One reason to assume that the current amount of information presented on a roadway is sufficient is that humans can learn to drive in a matter of hours with only two vision sensors mounted on their heads.
> humans can learn to drive in a matter of hours with only two vision sensors
You use way more than two vision sensors in your head. But first, lets talk about those vision sensors. They are mounted on an articulated scanning platform with numerous degrees of freedom. The dynamic range is astounding, and that dynamic range can be easily augmented with shaded lenses that can be mounted and removed as needed via an extremely reliable pick-and-place mechanism. The vision sensors are really equipped with dual-sensing technology for day- and night-mode.
But, you also have extremely sensitive accelerometers in your ears. And force-sensing in your feet to measure applied acceleration/braking controls. And force-sensing in your hands to measure applied steering force, and measure road roughness. You also are sitting on a force sensor that serves as a back-up accelerometer. You have audio sensors that provide feedback about road surface, vehicle performance, and other agents sharing the road.
Relevant short and long-term memory of every 3d object you've ever seen along a road-side and what the expected behaviour of those objects should be. Does a road-sign usually move by itself? No, maybe someone is carrying it. Is a ball coming from behind a car in a school-zone likely to be chased by a child...
> Is a ball coming from behind a car in a school-zone likely to be chased by a child.
Yeah, that kind of agent prediction is a biggie. Agent prediction is something journalists don't talk about much, but is a huge research topic for AV practitioners.
And since you make note of expected behavior of objects... my all-time favorite bug report out of Waymo (that made the public news) is a classic classifier/predictor/planner corner case leading to deadlock. Classifier identified a cyclist and labeled as "stopped" if cyclist has foot on the ground, and "moving" if both feet on pedals. Predictor would plot a trajectory for moving cyclist, planner decides action based on predicted agent behavior. So... Waymo vehicle and cyclist on two corners of 4-way stop. Cyclist is stopped, doing a perfectly balanced track stand with both feet clipped in. Feet on pedals so cyclist is labeled as moving agent... planner yields right-of-way to cyclist according to rules-of-the-road. Deadlock -- nobody moves.
Isn't that how Waymo killed a pedestrian/cyclist? It couldn't decide if she was a cyclist or pedestrian, as she was walking and pushing her bicycle, so it never braked.

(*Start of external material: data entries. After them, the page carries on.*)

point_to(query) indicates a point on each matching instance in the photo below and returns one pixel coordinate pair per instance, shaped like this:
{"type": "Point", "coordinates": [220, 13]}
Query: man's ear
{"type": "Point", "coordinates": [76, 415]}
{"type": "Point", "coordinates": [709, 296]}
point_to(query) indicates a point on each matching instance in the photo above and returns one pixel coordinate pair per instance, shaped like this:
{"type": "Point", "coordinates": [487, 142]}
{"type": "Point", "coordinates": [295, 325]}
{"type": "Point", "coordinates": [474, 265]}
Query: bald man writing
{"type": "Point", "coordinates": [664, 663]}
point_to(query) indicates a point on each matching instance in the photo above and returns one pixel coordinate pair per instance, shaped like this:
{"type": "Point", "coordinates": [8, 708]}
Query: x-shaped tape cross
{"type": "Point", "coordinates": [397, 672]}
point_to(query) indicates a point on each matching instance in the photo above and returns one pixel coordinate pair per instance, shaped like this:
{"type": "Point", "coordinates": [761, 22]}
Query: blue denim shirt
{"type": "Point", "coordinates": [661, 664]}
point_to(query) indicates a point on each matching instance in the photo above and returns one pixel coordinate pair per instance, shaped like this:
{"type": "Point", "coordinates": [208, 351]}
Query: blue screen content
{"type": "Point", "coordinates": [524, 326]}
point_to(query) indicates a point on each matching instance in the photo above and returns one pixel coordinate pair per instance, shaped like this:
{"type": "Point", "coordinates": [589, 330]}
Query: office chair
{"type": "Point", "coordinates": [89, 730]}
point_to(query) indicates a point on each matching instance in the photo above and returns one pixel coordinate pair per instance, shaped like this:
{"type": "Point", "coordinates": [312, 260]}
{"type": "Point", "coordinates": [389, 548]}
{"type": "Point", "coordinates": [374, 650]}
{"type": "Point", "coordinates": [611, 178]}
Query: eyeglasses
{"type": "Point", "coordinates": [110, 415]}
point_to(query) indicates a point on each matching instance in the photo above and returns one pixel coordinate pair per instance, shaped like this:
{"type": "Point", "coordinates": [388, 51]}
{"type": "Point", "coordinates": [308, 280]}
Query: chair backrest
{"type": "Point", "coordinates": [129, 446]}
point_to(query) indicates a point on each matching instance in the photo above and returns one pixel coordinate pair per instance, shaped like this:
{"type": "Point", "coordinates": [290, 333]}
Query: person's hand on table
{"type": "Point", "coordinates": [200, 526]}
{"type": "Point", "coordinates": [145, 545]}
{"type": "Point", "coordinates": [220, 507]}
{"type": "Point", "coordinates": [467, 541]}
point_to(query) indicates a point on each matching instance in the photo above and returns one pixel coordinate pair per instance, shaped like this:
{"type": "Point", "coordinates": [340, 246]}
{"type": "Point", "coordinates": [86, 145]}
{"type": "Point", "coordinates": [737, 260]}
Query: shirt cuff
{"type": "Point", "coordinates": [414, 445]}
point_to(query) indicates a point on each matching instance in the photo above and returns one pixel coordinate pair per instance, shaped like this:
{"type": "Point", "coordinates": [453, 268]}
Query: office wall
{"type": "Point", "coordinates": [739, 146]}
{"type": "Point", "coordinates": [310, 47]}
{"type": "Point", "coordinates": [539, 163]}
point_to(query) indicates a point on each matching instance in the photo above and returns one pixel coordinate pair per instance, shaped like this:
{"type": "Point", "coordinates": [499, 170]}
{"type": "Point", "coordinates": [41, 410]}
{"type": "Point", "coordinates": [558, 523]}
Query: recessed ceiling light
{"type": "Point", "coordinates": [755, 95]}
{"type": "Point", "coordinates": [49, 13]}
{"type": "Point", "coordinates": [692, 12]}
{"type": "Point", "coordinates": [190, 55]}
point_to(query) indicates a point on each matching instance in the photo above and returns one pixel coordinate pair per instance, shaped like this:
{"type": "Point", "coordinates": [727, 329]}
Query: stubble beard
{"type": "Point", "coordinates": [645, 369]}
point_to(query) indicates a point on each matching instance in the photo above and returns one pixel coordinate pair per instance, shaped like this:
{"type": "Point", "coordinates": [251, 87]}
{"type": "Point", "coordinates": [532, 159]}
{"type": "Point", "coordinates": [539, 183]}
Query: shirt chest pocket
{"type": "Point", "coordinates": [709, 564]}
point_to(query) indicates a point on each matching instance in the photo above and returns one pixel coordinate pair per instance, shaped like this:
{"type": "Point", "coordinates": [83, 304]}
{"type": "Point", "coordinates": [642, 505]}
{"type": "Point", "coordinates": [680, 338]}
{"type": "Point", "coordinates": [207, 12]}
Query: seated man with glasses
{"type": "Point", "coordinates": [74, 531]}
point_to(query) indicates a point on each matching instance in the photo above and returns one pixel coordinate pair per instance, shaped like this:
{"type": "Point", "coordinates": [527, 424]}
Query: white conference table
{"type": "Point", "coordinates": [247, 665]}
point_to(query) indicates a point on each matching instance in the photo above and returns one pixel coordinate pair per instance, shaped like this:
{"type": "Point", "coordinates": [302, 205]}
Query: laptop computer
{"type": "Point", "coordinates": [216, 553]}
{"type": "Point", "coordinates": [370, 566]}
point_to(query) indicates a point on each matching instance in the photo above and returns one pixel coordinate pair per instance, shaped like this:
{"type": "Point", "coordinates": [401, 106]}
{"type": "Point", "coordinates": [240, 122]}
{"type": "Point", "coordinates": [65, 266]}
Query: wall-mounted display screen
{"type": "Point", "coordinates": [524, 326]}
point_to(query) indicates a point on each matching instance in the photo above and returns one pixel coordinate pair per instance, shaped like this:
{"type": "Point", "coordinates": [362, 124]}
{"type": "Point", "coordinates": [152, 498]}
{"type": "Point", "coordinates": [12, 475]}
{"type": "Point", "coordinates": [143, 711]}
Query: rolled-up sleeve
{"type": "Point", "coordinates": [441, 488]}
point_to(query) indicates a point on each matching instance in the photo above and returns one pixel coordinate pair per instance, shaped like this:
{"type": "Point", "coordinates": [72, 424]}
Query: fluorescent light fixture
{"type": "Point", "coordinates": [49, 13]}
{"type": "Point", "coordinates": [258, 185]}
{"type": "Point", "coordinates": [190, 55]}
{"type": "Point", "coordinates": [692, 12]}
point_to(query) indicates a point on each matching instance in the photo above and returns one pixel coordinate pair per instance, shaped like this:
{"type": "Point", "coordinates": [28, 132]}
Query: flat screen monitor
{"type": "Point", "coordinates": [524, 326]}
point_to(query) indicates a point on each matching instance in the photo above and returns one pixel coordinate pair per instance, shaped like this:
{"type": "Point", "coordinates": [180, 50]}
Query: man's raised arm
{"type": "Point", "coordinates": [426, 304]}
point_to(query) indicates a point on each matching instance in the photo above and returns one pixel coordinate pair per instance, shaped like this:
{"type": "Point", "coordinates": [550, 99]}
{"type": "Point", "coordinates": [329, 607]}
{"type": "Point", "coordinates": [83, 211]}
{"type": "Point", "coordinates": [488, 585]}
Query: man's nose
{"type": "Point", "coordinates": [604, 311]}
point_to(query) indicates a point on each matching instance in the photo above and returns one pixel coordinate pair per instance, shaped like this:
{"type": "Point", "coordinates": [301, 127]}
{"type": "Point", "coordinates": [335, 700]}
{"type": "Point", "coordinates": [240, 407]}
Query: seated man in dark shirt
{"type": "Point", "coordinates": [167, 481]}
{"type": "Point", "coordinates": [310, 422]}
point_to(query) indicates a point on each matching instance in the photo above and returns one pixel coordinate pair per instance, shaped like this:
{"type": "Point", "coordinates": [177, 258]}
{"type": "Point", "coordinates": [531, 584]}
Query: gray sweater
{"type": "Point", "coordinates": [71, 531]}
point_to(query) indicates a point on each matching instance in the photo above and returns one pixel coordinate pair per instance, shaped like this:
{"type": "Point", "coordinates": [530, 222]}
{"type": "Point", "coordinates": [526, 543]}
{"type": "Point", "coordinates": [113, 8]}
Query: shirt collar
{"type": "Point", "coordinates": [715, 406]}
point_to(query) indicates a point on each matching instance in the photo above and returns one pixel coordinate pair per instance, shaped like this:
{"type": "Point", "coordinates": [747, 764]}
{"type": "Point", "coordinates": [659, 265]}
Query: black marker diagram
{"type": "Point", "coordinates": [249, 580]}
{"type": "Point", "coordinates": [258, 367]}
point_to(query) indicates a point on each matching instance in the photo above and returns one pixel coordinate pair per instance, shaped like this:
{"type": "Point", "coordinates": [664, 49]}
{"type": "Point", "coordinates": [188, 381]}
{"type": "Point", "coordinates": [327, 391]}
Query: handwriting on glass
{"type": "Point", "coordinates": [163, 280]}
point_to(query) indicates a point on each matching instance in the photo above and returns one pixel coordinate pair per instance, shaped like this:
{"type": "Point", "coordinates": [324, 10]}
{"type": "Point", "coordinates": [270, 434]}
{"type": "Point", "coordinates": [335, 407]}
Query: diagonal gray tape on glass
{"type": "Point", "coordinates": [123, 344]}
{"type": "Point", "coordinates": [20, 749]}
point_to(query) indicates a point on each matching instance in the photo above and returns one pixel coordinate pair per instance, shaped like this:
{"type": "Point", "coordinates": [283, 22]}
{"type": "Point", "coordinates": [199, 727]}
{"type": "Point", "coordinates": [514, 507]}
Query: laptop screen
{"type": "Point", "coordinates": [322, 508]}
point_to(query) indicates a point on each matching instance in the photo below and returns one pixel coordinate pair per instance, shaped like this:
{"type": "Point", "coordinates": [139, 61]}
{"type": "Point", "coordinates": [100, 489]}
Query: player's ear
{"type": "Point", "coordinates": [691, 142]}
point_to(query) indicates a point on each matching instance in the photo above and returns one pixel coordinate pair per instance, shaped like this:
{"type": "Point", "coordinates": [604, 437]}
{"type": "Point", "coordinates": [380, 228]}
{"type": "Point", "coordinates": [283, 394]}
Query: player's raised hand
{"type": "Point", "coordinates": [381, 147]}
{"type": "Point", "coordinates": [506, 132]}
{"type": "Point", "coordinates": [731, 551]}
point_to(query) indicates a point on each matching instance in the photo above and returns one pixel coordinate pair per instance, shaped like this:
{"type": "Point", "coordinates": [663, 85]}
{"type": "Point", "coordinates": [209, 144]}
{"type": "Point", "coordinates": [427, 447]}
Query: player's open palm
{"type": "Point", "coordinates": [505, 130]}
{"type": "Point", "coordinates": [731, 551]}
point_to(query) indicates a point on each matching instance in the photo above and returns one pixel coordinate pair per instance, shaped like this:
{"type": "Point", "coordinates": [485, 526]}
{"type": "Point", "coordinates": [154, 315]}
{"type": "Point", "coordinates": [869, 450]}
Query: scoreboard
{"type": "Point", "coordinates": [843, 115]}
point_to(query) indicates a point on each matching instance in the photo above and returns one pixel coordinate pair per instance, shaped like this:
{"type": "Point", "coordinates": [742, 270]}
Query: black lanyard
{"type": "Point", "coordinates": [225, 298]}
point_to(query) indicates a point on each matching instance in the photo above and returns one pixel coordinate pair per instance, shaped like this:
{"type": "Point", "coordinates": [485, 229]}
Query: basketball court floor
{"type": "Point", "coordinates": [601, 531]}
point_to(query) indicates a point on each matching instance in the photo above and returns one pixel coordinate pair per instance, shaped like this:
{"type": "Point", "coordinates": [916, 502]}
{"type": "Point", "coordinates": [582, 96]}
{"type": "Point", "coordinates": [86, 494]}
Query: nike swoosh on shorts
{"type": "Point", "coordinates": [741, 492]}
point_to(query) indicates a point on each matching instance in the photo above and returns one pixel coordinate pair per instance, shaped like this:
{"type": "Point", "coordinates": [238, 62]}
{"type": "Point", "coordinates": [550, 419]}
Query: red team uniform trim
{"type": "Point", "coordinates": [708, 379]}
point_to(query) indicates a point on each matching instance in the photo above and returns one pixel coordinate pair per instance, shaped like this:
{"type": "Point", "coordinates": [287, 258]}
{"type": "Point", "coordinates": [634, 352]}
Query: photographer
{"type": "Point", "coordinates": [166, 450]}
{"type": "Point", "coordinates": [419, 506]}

She was homeless so the shape of her bike wasn't a proper bike so it got confused.
Yes, Uber, operating in Level 3, and safety driver was watching a movie on phone at the time.
Very different circumstances. I don’t think this was a classifier defect. Not that I was ever a fan of Uber’s development program, but in this case I can’t fault the platform.
Except we don't, not really. We're still leveraging 15 or so years of experience living the real world and walking on sidewalks and crossing streets and observing how other humans drive cars and being passengers in cars before we ever try driving ourselves. Not to mention, some humans definitely don't learn to drive in a matter of hours, they need weeks if not months.
The US DoT estimated $340 billion lost in traffic accident damage and just over 42,000 people’s lives lost in 2021. I think we accept that largely because it is diffused across lots of people. Self driving cars would centralize some of this liability and so they have to be an order of magnitude safer before they are accepted to replace our current system. And the existing “system” of human brains has millions of years of R&D; I think anyone in the industry should be accepting any unfair advantages we can get in the name of safety.
After all does anyone care if the plane they are in is flapping its wings?
Plus the knowledge and intuition that, for example
Firetruck >_____________< Fire Hydrant
Something that looks flat but is actually a fire hose means you should stop instead of driving over it - this was actually issue in Phoenix(?)
A homeless lady was killed by a self-driving car. She was walking a loaded bicycle, at 2am, on a road that doesn't usually have pedestrians. The self-driving car couldn't decide if she was a bike or a human so it didn't brake and the human-driver backup had zoned out as the car had made 99.99% of the correct decisions.
A self-driving car is like a jigsaw puzzle - there's one way to do it right, and infinite ways for it to be completely or subtly wrong.
"What do you see" and "What does it mean"
Humans and cameras have the same "What do you see" input, but the "What does it mean" category hasn't been conquered by cars.
If a human screws up while driving and they end up in a wheelchair they have no one but themselves to blame, but if software puts someone in a wheelchair who otherwise wouldn't have been that person isn't going to care about "statistically better". They shouldn't care either. If carmakers want to take control away from a person, they had better do at least as well the person would 100% of the time.
It's not as if pedestrians are any safer. A self driving car that hits a person because it gets confused where a human wouldn't have is just as bad. When lives are on the line, taking control from the human requires that the machine must be at least good as the human would be in every situation or we're better off leaving humans in control with machines augmenting their abilities.
It's great that we have cars that can warn us when there's something in our blind spot, something behind us while we back up, or when we drift out of our lane. Until the software can perform as well as we can, any more than that is a liability.
> machine must be at least good as the human would be in every situation or we're better off leaving humans in control with machines augmenting their abilities.
That isn't quite right. There can be situations where the human is better, so long as in the majority of situations the machine is better. This is why I said it is a statistical question. I'm not demanding perfection, I'm asking for better than humans overall. Of course if the machine knows it is in a situation where it isn't as good it is fine to make the human drive.
We use a lot more than our eyes to drive, and people aren't trusted to start driving until they're in their teens - so closer to 15 years of training. And we're still not all that good at it.